3 – apesar dos bons começos de Fati e Puig, La Masia é um dos problemaços do momento. A terceira divisão espanhola não propicia nível que sirva como transição de juvenis para profissionais. Nem assim o time consegue voltar à segundona. O modelo de revelação de atletas, elevado às alturas com a incrível geração de Messi, Xavi, Iniesta & Cia, hoje se mostra superado por outros clubes. Tanto que, entre os estreantes da década passada, o único titular foi Sergi Roberto. Isso complica sugestões de montar um time com Messi tutelando a garotada. É muito jogador verde e mal preparado para servir de salvação da lavoura. Haja fantasia.
4 – como se não bastasse, falta quase um ano para acabar o mandato do presidente Bartomeu, responsável pela contratação de gerentes tenebrosos e por retardar decisões fundamentais. Em vez de renunciar, no máximo promete antecipar as eleições para janeiro. O sucessor só poderia pensar na temporada de 2021/2022. Provavelmente com Messi longe – pago ou de graça. Lembra muito a situação que são-paulinos vêm passando e ilustra o maior defeito do modelo associativo. Um presidente desastroso, com plenos poderes, tem tempo para jogar tudo pelo ralo, mais de uma vez. Sendo que nada garante que o próximo não pode ser ainda pior – pelo mesmo prazo.
Neste cenário, nem soa polêmico decretar que o Barcelona entrou numa sinuca pior que a de quando se entupiu de holandeses – e olha que Koeman é um dos candidatos a técnico. Sempre se soube que o fim da Era Messi seria penoso, mas o clube parece ter feito de tudo para que as coisas se tornassem muito mais difíceis. Mesmo com seu maior ídolo ainda jogando. Quem deve estar dando risada é Neymar. Não do clube, mas de todos (incluindo eu mesmo) os que, há um ano, davam como provado que tinha cometido um grande erro profissional, ao preferir o PSG. Ainda que decorrente de mais sorte que de juízo, eis uma decisão da qual deve ter desistido de se arrepender.

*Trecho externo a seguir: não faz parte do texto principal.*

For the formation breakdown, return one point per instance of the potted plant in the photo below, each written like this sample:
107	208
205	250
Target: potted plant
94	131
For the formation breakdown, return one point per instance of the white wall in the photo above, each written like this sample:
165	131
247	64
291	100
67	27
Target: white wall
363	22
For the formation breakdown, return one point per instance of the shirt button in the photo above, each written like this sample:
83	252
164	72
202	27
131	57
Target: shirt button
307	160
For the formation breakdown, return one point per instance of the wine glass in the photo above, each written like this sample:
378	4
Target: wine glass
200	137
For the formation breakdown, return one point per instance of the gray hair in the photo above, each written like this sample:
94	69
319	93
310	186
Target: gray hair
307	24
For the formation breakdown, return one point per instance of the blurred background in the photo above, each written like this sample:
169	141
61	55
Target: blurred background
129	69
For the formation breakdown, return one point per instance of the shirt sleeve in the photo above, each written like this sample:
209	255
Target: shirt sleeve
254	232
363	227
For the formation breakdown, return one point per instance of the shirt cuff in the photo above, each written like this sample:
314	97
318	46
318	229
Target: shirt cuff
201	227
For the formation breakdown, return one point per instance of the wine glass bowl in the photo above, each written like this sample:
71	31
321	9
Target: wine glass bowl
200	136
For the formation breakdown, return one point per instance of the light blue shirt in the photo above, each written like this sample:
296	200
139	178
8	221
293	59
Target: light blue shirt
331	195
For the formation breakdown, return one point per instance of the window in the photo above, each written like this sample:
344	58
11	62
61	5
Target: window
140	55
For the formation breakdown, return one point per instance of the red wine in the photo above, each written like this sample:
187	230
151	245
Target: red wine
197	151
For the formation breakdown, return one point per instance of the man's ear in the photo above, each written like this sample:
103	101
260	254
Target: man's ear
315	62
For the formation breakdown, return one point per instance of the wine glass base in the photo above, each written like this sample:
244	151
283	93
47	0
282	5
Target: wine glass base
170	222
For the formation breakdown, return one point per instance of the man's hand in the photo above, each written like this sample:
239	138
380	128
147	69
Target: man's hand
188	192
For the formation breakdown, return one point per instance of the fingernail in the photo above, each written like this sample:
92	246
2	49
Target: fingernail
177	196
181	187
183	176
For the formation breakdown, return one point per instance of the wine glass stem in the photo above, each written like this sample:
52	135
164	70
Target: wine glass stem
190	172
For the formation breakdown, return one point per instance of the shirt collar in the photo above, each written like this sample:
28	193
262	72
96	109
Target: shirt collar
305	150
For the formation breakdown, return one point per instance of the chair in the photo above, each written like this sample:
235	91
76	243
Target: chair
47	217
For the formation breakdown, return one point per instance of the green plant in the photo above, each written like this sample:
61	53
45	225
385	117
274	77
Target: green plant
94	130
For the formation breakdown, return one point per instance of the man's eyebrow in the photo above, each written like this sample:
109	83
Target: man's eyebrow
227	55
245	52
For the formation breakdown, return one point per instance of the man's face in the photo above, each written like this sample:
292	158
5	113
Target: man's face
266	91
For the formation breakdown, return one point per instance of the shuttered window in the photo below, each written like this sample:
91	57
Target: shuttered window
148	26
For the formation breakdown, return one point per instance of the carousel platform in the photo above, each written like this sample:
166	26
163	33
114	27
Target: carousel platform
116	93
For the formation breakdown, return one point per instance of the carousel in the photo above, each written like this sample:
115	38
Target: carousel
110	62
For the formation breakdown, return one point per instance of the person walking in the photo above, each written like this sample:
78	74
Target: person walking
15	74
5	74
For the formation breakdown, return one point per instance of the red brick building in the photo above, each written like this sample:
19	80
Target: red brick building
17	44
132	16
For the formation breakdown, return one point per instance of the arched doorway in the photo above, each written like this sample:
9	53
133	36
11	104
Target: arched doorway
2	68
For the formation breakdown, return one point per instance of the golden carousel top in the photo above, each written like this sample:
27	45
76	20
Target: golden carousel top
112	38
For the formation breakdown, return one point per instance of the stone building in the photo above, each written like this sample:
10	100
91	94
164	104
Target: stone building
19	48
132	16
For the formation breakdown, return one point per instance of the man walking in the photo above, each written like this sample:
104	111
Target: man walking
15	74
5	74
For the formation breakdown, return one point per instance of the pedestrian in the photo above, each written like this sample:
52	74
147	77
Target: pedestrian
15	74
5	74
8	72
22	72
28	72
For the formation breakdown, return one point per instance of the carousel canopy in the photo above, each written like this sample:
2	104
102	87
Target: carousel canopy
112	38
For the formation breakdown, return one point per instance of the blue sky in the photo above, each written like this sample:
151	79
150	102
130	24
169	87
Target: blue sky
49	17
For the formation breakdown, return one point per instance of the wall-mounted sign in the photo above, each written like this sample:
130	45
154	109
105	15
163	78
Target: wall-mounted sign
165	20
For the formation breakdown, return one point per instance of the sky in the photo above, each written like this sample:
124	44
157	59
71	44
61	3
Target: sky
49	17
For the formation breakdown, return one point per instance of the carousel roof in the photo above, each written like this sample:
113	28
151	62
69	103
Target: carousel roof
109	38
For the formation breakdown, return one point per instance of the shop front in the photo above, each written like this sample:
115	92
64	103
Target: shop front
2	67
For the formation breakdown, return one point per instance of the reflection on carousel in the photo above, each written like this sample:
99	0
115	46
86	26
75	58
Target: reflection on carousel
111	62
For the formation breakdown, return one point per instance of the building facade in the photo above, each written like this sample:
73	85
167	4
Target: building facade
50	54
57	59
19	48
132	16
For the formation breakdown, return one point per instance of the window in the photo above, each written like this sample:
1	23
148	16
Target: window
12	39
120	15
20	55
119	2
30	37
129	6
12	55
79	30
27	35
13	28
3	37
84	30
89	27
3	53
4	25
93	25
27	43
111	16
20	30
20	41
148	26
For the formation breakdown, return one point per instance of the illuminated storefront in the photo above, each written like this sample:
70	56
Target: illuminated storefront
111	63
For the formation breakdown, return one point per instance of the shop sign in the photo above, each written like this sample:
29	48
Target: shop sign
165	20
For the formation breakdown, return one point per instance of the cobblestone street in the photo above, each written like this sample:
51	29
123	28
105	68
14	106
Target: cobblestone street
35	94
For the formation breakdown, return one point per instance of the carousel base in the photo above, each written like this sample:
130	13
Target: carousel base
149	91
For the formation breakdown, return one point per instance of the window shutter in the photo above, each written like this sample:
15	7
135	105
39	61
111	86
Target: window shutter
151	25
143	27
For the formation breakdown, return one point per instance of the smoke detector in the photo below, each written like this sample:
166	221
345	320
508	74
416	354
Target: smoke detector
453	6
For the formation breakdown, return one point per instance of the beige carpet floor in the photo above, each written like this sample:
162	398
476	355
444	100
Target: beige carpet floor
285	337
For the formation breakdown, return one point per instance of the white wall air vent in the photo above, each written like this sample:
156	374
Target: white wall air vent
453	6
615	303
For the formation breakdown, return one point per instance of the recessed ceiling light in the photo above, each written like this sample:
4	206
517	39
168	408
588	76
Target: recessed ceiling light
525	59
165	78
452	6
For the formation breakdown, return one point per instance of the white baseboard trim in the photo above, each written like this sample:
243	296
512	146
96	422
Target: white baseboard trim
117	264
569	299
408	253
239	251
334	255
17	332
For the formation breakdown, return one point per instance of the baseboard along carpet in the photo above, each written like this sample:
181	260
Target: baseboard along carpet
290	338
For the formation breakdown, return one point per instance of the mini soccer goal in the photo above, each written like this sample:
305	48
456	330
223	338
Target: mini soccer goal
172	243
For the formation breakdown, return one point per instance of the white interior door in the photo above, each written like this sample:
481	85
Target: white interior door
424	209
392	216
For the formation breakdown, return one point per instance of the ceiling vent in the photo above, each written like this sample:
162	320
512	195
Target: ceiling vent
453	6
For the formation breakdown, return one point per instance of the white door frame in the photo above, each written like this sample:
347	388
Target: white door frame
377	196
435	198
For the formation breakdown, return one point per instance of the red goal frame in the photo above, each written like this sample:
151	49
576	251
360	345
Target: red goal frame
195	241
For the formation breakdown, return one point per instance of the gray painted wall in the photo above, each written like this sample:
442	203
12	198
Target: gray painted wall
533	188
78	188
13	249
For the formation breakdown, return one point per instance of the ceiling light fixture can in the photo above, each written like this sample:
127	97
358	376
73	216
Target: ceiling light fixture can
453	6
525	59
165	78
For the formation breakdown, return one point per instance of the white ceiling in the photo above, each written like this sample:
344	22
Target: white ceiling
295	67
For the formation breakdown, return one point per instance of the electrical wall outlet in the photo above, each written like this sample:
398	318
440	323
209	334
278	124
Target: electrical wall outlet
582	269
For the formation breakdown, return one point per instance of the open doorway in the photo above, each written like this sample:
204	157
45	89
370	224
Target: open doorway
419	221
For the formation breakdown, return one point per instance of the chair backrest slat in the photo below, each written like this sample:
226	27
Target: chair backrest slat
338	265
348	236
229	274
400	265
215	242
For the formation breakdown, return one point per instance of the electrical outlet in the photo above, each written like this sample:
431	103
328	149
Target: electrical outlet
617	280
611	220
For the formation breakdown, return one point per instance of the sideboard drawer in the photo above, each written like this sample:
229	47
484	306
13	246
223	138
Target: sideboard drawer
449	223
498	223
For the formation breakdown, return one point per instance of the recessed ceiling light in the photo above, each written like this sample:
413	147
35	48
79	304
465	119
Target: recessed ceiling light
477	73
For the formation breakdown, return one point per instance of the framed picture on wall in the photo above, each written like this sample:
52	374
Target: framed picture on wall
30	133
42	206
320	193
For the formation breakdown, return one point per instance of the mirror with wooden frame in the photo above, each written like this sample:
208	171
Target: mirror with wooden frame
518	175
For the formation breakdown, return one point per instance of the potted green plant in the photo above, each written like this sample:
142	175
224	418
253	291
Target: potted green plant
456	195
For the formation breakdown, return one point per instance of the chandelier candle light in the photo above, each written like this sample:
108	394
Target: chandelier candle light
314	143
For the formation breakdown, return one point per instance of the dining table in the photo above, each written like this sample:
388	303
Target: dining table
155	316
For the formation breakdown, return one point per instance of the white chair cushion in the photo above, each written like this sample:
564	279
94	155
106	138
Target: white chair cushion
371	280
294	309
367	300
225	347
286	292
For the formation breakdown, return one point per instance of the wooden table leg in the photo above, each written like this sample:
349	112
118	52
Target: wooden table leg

Por outro lado, seu amigo Messi está na encruzilhada. Deve acreditar no improvável e continuar? Ou deve ir atrás de uma derradeira chance de passar seus últimos anos de carreira (que ainda segue em altíssimo nível) com chances de vencer a sonhada “orelhuda” de novo? A esta altura, os maiores fãs do jogador (também incluindo eu mesmo) torcem para que pule fora deste barco. O capitão é o último a abandonar o navio, mas não depois que ele já afundou.